Plusieurs ONG appellent au respect de la liberté d’opinion

L’Association marocaine des droits de l’Homme (AMDH), par sa section de Mohammédia, a demandé mercredi l’annulation des poursuites contre six personnes soupçonnées d’incitation à la rupture du jeûne, a-t-on appris auprès de cette ONG. Ces six Marocains, parmi lesquels deux journalistes (Zineb El-Rhazoui et Aziz El Yaakoubi), ont tenté le 13 septembre d’organiser un pique-nique symbolique à Mohammédia pour dénoncer une loi qui punit au Maroc la «non observation publique par les musulmans du jeûne du mois de Ramadan». «Tout Marocain musulman qui (la) viole publiquement (…) est puni d’un à six mois de prison et une amende», selon la loi 222 du Code pénal. Commencé le 22 août, le Ramadan a pris fin lundi dernier au Maroc. Outre l’AMDH, quatre autres ONG marocaines -l’Observatoire marocain des libertés publiques, le Réseau amazigh (berbère) pour la citoyenneté, le Forum alternatif et Bayt Al Hikma («La maison de la sagesse»)- ont appelé les autorités à respecter le droit des citoyens à la liberté d’opinion et de pratique religieuse, comme le stipulent les conventions internationales.

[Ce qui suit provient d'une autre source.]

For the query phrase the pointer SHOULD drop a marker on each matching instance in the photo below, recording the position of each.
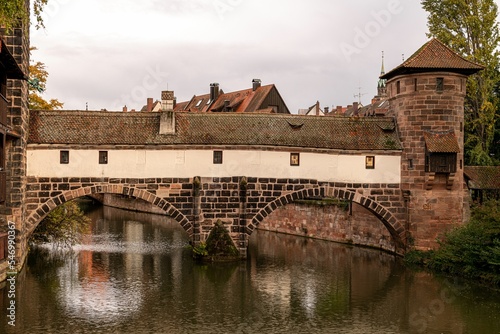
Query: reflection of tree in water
(326, 280)
(44, 262)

Les six jeunes membres du Mali (Mouvement alternatif pour les libertés individuelles), un groupe créé sur Facebook, militent pour l’abrogation de cette loi 222. Ils ont été interrogés par la police pendant quatre jours dans le cadre d’une enquête judiciaire. «Ce dossier a été amplifié par les autorités locales, la presse et quelques partis politiques», déclaré à l’AFP le président de la section de Mohammédia de l’AMDH.
«La vérité, c’est que des jeunes Marocains se sont fixé rendez-vous dans un bois pour discuter de la pratique du jeûne et de la loi qui punit les non-jeûneurs».
«Nous avons voulu démontrer les contradictions des lois marocaines, qui garantissent notamment la liberté de culte, a déclaré à l’AFP Aziz El Yaakoubi. Notre message est passé mais il reste à voir comment la société civile va réagir».
«Nous sommes libres de nos mouvements mais personne ne sait ce qui va se passer maintenant», a-t-il ajouté dans un entretien téléphonique. Selon Bayt Al Hikma, l’article 222 du Code pénal est contraire à la Constitution marocaine qui garantit la liberté de la pratique religieuse à tous les citoyens.